Once a year, Helen’s Haven gets blanketed with a thick layer of composted leaf mulch. I giggle with delight when the City of Raleigh leaf suckers comb the neighborhoods to removed the fallen leaves from the curb where, hopefully, savvy homeowners racked their leaves to the street. I do it, for I know those leaves will become composted. After a good hard freeze and available time, I order up a bunch.
While I do have a compost pile where I put most of my garden waste, it would never be enough to provide me what I need. I keep the pile for convenience sake and for a place to harbor wildlife. When I do put out garden waste, it is in cans or bags for that purpose. On the occasion, and it has happened, the collectors were in a hurry, I found they co-mingled the trash with the garden waste. Upon witnessing this, I did as any good citizen of the world would do, I tattled. Yep, I did. We have the mechanism to process garden waste into compost, so let’s do it. After a few times, it has never happened again. Before this service of separate pick ups for trash and garden waste, I had a pile in my garden where I threw my garden waste. It never made sense to me to put it in the landfill.
Some may view a compost pile in a pretty garden as untidy, but I don’t. However, when my garden is open for guests or tours, I do cover it with pine straw. It really does look better and seems to make everyone happy.
Depending on the time of year I order the mulch, and the demand, will depend on how composted it is. Last year (2007), with the worst drought in 100 years, it was difficult to get my regular supplier to deliver me this composted black gold. All our area’s composted leaf mulch comes form the City of Raleigh. Problem is, the City does not delivery. And when you need 20 cu. yds, it has to be delivered.
The City of Raleigh has a monopoly on composted leaf mulch, thus my supplier has to buy it from the City, it cost my supplier more than what he can make himself. So when demand for mulch is up, as it was in 2007 due to the drought and with folks learning the benefits of mulch, his trucks were so busy delivering more profitable mulch, he declined servicing us composted leaf mulchers. In the end, I called the owner and asked if he would pleeeeeese make an exception for me since I have been doing business with him since 2001 and he said yes, but only because it was for my garden. In other words, don’t keep calling on my client’s behalf. That seemed far.

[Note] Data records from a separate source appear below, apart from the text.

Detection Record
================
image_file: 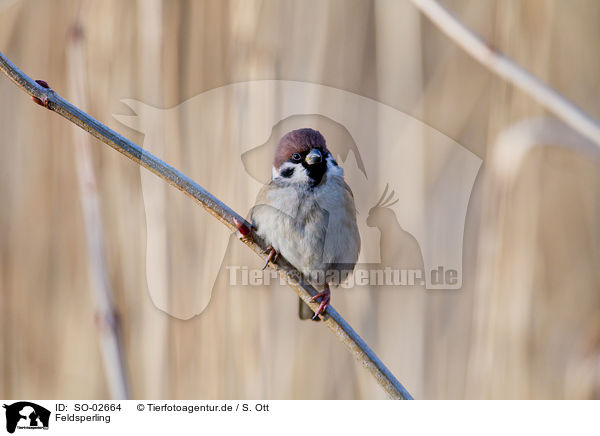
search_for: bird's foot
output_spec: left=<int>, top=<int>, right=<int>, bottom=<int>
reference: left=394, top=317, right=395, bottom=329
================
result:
left=233, top=217, right=253, bottom=242
left=311, top=285, right=330, bottom=320
left=262, top=246, right=279, bottom=270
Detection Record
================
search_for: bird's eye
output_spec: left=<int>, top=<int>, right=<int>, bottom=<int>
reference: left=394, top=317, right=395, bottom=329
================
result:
left=291, top=153, right=302, bottom=162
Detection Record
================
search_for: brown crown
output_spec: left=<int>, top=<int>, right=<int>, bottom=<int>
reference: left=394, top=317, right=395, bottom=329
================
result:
left=273, top=128, right=328, bottom=169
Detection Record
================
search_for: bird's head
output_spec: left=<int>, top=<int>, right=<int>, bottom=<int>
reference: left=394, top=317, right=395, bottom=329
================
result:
left=272, top=128, right=342, bottom=187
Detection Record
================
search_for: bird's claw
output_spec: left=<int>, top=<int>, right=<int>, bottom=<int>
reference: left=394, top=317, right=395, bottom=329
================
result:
left=310, top=286, right=331, bottom=320
left=233, top=217, right=253, bottom=242
left=262, top=246, right=279, bottom=270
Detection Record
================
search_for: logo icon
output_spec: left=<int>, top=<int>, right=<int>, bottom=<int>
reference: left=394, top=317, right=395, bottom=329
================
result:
left=3, top=402, right=50, bottom=434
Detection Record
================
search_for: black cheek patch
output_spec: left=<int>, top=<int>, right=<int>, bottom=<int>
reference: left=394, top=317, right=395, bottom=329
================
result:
left=280, top=167, right=294, bottom=178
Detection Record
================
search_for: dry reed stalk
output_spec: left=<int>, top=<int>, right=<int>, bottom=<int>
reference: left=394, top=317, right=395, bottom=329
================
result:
left=410, top=0, right=600, bottom=146
left=467, top=117, right=600, bottom=397
left=66, top=18, right=129, bottom=399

Last year’s mulch, delivered on February 17th, was sour. With the demand so high, the City started to sell compost before it’s time. I was OK with that; not so much my neighbors. This year, it was prime stuff.
My husband and I debated why it so good. One theory was that it was still early in the year. Then my husband offered the economy as the reason, suggesting people weren’t buying as much. I offered it due to the over abundance of rainfall in 2008. We had as much in abundance of rain fall in 2008 as we did a deficit in 2007. As such, those concerned about conserving moisture, didn’t have this fear any longer. Short term thinking, but probably true just the same.
Of course there are other benefits of mulching in addition to moisture conservation, but this is the biggy and in the middle of a drought, sales were high. Not so now; I received several letters from suppliers offering discounts on mulch – all, that is, except composted leaf mulch.
Helen’s Haven is a half acre garden – more garden areas than grass. Even with 20 cubic yards and laying the mulch 3 inches thick, I could have used more. I suspected this, so I went about prioritizing the areas to receive it. As such, I’m OK in the areas that didn’t get it. Without this planning, I would have just ran out and, no doubt, would have needed some more in important areas just to finish up.
I hired two teenagers to help me lay the mulch. A doe and a buck. The doe worked as the advance team, pruning, deadheading, deadleafing, spreading and such, while the buck and I hauled to her, one wheel barrel at a time. Nine hours – 27 man-hours latter, we were done.
Composted leaf mulch breaks down faster than many other mulches. However, unlike others, when it does break down, it adds nutrients to the ground. This is good stuff. I tell my clients, if they prefer the look of triple shredded hardwood mulch, let’s still first lay composted leaf mulch and then top dress with their preferred mulch. I consider it a blessing when they agree to this since these are my clients, and as a result the gardens I tend. I want to work in great garden soil, thus increasing my odds of a great garden season.
Why do I add mulch? Simple:
- Water retention
- Soil temperature moderator
- Improves soil texture
- Adds nutrients
- Suppresses weeds
- And it looks terrific
So, don’t forget to mulch in the new year!